El precario equilibrio de Perú: la incertidumbre política y la búsqueda de estabilidad monetaria en una era de cambios en los flujos de inversión extranjera
Inestabilidad política: un lastre para la confianza de los inversores
La agitación política peruana ha cobrado un precio tangible en la IED. De 2020 a 2025, el país ha pasado por cinco presidentes, cada una de las transiciones que agravó la fragilidad institucional. LosDepartamento de Estado de EE. UU.informa que las entradas de IED cayeron de $10,8 mil millones en 2022 a $4,2 mil millones en 2023, una reducción atribuida a conflictos sociales, corrupción y fallas de gobernanza.Transparencia InternacionalEl Índice de Percepción de la Corrupción de 2024 clasifica al Perú en el puesto 127 de 180 países, una señal clara para los mercados de capitales.
El sector minero, una de las piedras angulares de la economía de Perú, se ha visto más afectado por esta inestabilidad. Las protestas en contra de proyectos como la mina Antapaccay de Glencore y la operación de cobre de Las Bambas, criticado por las cadenas de suministro globales, han causado interrupciones operativas y miles de millones de ingresos perdidos, según explica enuna pieza de ForbesAnglo American y otras multinacionales incluso han contemplado la suspensión indefinida de operaciones, lo que indica un cambio en la tolerancia al riesgo. Como afirma un analista, "la volatilidad política de Perú ha transformado la minería de un motor de crecimiento en una responsabilidad para los inversionistas extranjeros".
Política monetaria: una fuerza estabilizadora en medio del caos
Aunque la incertidumbre política es grande, el BCRP se ha convertido en un ancla relativa. Desde finales de 2023, el banco ha recortado las tasas de interés en 325 puntos básicos, lo que eleva la tasa de referencia al 4,5 % a partir de agosto de 2025, segúnDatos económicos comercialesEstos ajustes reflejan un doble mandato: mantener la inflación dentro de la franja meta del 1,0 a 3,0% y amortiguar la economía frente a los choques externos. La inflación anual, en 1,7% en agosto de 2025, se mantiene cerca del punto medio de esta banda, testimonio de la credibilidad del banco.
Sin embargo,la OCDEha advertido que el aumento de los costes comerciales y las expectativas de inflación podrían obligar a una reversion de esta posición acomodaticia. Por ahora, el enfoque basado en datos del BCRP, que prioriza la estabilidad de la inflación sobre los recortes preventivos de tasas, ha brindado cierta tranquilidad.
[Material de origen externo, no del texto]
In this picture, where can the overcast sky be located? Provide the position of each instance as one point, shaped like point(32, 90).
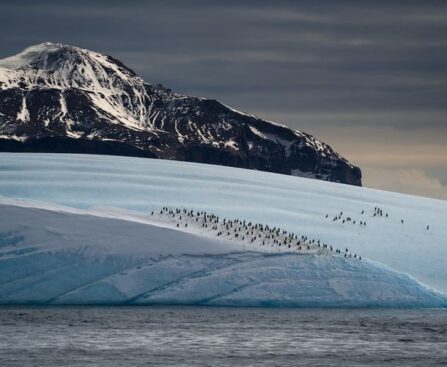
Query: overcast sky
point(369, 78)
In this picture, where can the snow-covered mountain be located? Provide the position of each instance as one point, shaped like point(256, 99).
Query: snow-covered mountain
point(80, 229)
point(60, 98)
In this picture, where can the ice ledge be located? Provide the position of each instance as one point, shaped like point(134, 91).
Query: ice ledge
point(52, 256)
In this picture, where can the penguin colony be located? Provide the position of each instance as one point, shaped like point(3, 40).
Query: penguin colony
point(248, 233)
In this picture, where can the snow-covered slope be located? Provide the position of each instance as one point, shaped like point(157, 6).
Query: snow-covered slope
point(55, 255)
point(295, 204)
point(61, 98)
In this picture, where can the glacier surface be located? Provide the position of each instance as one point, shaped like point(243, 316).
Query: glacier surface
point(55, 255)
point(100, 245)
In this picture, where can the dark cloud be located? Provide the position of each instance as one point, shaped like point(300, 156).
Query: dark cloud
point(345, 70)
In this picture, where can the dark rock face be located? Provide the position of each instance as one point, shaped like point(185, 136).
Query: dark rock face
point(59, 98)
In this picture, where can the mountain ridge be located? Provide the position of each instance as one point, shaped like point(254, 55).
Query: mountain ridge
point(58, 92)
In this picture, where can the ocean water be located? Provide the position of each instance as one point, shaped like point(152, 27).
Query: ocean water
point(202, 336)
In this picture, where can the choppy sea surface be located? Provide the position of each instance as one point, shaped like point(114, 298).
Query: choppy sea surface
point(201, 336)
Sin embargo, comoPanelistas de FocusEconomicsUna reducción adicional de tasas podría depender de si la inestabilidad política desencadena una caída más pronunciada en el sentimiento de los inversores.
La tensión entre política y política
La desunión entre la estabilidad monetaria y la disfunción política es cruel. Aunque el BCRP se ha ganado los halagos por su prudencia, las agencias de calificación crediticia han rebajado la perspectiva soberana de Perú a negativa, citando los riesgos de gobernanza. Esta dualidad crea una paradoja: los fundamentos macroeconómicos de Perú son sólidos, pero su entorno político socava la confianza. ¿El resultado? Un mercado que permanece abierto a la IED, impulsado por la riqueza de recursos y las políticas comerciales de Perú, pero que desconfía de los shocks repentinos.
Por ejemplo, a pesar de un repunte en 2024 (la IED alcanzó los US$ 6 900 millones, según elDepartamento de Estado de EE. UU.), persiste la amenaza de las protestas y la fragilidad institucional. El estímulo fiscal del gobierno en 2023, que elevó el déficit a 2,8 % del PIB, vio su reflejo en elPanorama general del Banco Mundial, destacando la fragilidad de los beneficios del crecimiento. Los inversionistas se quedan ponderando el atractivo de las reservas de cobre y oro de Perú frente a los riesgos de malestar social e imprevisibilidad regulatoria.
Mirando hacia el futuro: una sutil cuerda floja
Mientras que Perú se acerca a las elecciones generales de 2026, se incrementará la apuesta tanto para la estabilidad monetaria como política. La capacidad del BCRP para aislar la inflación de las presiones externas será crítica, pero lo es también la necesidad de reformas políticas para restablecer los controles e instrumentos institucionales. Sin tales medidas, las advertencias de la OCDE sobre la política monetaria restrictiva podrían materializarse, desalentando aún más las entradas de capital.
Por ahora, el mercado continúa en un patrón de espera. Como dijo un ejecutivo de una empresa minera: "Perú es una apuesta de alta recompensa y alto riesgo. La pregunta es si el gobierno puede estabilizarse antes de que la próxima ola de protestas estropee todo. Mientras tanto, los inversores extranjeros seguirán viendo el teatro político de Perú con una mezcla de fascinación y cautela.